La prima volta che sono stato allo Yad Vashem, l’impressionante museo-memoriale dell’Olocausto a Gerusalemme, ero con un gruppo, accompagnato da una guida. Abbiamo attraversato sala dopo sala, nome dopo nome, testimonianza dopo testimonianza, l’agghiacciante storia della Shoà, il massacro studiato e ingegnerizzato di sei milioni di ebrei, civili inermi sterminati dalla folle ideologia nazifascista assieme ad altrettanti appartenenti a razze, gruppi e categorie “indesiderabili” nell’ottica di perfezione ariana. Al termine della visita, davanti ai nostri stomaci aggrovigliati e ai nostri occhi umidi, la guida ha ribadito “È nostro dovere fare memoria, perché questo non succeda ancora”.
La seconda volta che sono stato allo Yad Vashem, invece, ero solo. Sono tornato al memoriale per rendere omaggio alle vittime, e per immergermi più a fondo nei documenti lì conservati, negli scritti, nelle testimonianze. All’uscita mi sono imbattuto in un gruppo di ragazze e ragazzi, americani con doppia cittadinanza, in Israele per il servizio militare. A fare loro da guida c’era un’ufficiale, in procinto di chiudere la visita col discorso che ben ricordavo, ripetuto in inglese. Le parole, però, stavolta erano leggermente diverse: “È nostro dovere fare memoria, perché questo non ci succeda ancora”.
Sembra poca cosa, quel “ci”: una particella pronominale, due lettere appena, eppure il senso dell’intero discorso, e dell’intera esperienza, è cambiato radicalmente. Un messaggio di disperato umanesimo era diventato, riportato ai giovani soldati, un’arma: proteggeteci, non importa a quale costo, perché questo è quello che il mondo vuole fare a noi e ai nostri figli.
Quel “ci” mi è tornato spesso alla mente in questi tragici mesi che ci separano dal 7 ottobre 2023, mesi in cui in seguito al peggiore attentato terroristico mai registrato su suolo israeliano, con 1200 civili uccisi, l’IDF (l’esercito israeliano) ha lanciato un’offensiva di massa verso Gaza, in una crociata contro Hamas che si è rivelata presto per quello che invece è: una manovra militare di stampo colonialista pensata e progettata da anni, che intende portare a compimento un progetto di pulizia etnica radicale e realizzare il sogno dell’estrema destra israeliana di una sola terra “dal fiume (Giordano) al mare”.

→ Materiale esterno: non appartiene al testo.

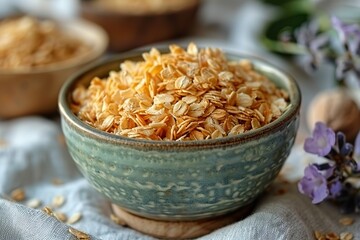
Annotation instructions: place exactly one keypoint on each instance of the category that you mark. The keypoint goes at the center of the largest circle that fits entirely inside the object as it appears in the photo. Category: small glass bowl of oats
(37, 56)
(182, 133)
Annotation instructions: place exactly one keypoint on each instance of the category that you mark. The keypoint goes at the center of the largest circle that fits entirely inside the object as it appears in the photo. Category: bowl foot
(178, 229)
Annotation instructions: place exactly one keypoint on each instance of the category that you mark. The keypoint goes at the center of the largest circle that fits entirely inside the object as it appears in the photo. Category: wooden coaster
(179, 229)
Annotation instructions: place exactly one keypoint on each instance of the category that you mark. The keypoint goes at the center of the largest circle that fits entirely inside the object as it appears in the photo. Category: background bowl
(174, 180)
(35, 91)
(127, 31)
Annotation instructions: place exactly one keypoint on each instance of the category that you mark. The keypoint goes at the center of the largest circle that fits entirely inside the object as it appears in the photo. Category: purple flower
(357, 151)
(335, 189)
(323, 138)
(357, 146)
(314, 183)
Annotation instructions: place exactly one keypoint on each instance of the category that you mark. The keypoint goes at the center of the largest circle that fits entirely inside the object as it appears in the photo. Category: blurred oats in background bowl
(183, 134)
(134, 23)
(37, 56)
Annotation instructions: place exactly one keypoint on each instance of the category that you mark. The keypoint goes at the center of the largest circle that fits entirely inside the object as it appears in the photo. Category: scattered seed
(78, 234)
(74, 218)
(117, 220)
(346, 221)
(346, 236)
(58, 201)
(48, 211)
(18, 194)
(317, 234)
(60, 216)
(33, 203)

Il peso netto delle parole è tornato al centro del dibattito pubblico, una in particolare, ben più pesante e ingombrante di quel “ci”: genocidio.
«Accusare Israele di genocidio è una bestemmia», ha dichiarato la senatrice Liliana Segre, scampata alla Shoà, e più recentemente ha reiterato come la parola sia «piena d’odio». Il punto, però, non è (non dovrebbe essere) l’odio verso l’uccisore, ma la tutela della vittima e la giustizia verso gli uccisi.
Non c’è neanche più alcuna ambiguità di intenti: dopo un’iniziale crociata contro il singolo partito di Hamas e soprattutto le sue propaggini terroristiche, la destra israeliana ammette candidamente di avere piani per lo sgombero forzato dell’intera popolazione palestinese, per l’occupazione della loro terra, per l’ennesima riscrittura dei confini. Mentre ci avviciniamo a quota sessantamila morti palestinesi dall’inizio della “controffensiva” israeliana, mentre vediamo bambini morire di fame nel pieno di una carestia ingegnerizzata, profughi respinti da un campo all’altro, giornalisti e medici massacrati sul campo, ospedali, scuole e luoghi di culto presi di mira e abbattuti, la parola “genocidio” diventa sempre più pesante, più ingombrante. Più vera.
Quel “ci” segna una linea di demarcazione potentissima. Senza, l’appello dello Yad Vashem è un monito contro ogni genocidio, e si erge a difesa di ebrei e rom, di uiguri e rohingya, di tutsi e armeni, cambogiani e curdi, bosgnacchi e palestinesi. Con, anche il memoriale viene storpiato in un triste monumento identitario, che fornisce un’impossibile giustificazione morale a un popolo per commettere le peggiori atrocità contro ogni altro.